Osiem godzin później, czekałam na jednej z ławek w parku, w centrum Coldwater. Byłam trochę przed czasem, ale nie cierpiałam z tego powodu, wręcz przeciwnie, chciałam odetchnąć świeżym powietrzem. Miałam dziwne przeczucie, że coś się dziś wydarzy, jednak nie jestem pewna co.

- Nicki, już jesteś?  - Zza drzewa wyłonił się Lukas, który trzymał w ręku kwiat. - Proszę, wiem, że lubisz stokrotki.

- Tak, oczywiście, są takie spotykane i dostępne w każdym wolnym miejscu na trawie. Ale bardzo ci dziękuję. - Stokrotka, to nie jest mój ulubiony kwiat, ale niech się cieszy.

- Nickola, chciałbym z tobą porozmawiać - szepcze cicho chłopak. Wzrok ma nieobecny, patrzy gdzieś w daleką przyszłość.

- Coś się stało? Coś z Alli? - wpadłam w szok. Serce tłukło mi w klatce.

- Nie nie, spokojnie. Tu chodzi o mnie. - spojrzał mi prosto w oczy. - Nie wien jak to ująć w słowach.

- Więc może zacznij od początku? - Próbowałam go zachęcić.
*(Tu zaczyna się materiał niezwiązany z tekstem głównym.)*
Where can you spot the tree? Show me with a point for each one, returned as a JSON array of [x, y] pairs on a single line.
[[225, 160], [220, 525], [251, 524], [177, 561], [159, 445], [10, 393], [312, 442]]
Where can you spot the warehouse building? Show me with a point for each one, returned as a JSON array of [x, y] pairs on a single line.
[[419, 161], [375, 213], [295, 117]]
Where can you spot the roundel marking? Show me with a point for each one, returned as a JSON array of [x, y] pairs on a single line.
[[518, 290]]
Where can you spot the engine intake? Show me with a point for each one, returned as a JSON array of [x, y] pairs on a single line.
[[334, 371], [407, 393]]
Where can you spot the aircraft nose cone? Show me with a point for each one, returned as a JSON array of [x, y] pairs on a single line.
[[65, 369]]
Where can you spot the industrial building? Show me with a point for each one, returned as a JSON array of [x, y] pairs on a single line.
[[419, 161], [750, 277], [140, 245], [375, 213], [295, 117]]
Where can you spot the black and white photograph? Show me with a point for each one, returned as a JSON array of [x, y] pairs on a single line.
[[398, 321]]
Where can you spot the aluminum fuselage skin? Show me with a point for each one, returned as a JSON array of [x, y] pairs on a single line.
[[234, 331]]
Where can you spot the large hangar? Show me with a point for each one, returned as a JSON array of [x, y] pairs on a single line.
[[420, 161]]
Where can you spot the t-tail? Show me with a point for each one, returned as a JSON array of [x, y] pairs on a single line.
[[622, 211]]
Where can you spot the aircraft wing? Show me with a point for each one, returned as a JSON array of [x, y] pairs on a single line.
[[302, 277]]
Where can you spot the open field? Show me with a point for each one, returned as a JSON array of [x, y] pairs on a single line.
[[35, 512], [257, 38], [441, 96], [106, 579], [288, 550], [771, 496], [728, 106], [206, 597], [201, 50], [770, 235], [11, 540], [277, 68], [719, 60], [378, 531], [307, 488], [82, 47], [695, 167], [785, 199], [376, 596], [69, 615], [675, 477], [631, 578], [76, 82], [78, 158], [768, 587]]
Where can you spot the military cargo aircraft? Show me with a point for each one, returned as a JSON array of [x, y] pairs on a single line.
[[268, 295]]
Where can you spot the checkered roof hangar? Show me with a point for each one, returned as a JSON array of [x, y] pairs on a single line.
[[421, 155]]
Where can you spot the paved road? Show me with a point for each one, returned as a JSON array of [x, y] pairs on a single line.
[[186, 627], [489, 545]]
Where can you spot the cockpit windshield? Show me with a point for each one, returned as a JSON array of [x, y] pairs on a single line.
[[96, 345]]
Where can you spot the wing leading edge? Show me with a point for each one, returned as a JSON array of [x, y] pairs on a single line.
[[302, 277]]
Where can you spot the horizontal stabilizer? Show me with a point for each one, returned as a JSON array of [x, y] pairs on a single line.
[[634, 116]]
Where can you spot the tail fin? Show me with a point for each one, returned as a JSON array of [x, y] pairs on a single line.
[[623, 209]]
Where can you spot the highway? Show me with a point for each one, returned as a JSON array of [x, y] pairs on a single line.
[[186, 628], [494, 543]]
- Nicki... - zrobił przerwę, nabierając głośno powietrza, patrząc się na swoje ręce które zrzucały niewidoczny pyłek ze spodni. -  Bardzo mi się podobasz. Wiem, że to może za szybko,  bo dopiero tydzień się tak naprawdę znamy, ale wiem, że zakochuję się w tobie i wiem, że to coś poważnego. Już w dziecinne czułem do ciebie większą sympatię niż do kogo innego. - Znów zrobił pauzę, którą musiałam wykorzystać.

- Lukas, nie mam pojęcia o czym ty mówisz, co chcesz osiągnąć. - mówię bardzo szybko,  tylko po to, żeby mi nie przerwał w połowie zdania.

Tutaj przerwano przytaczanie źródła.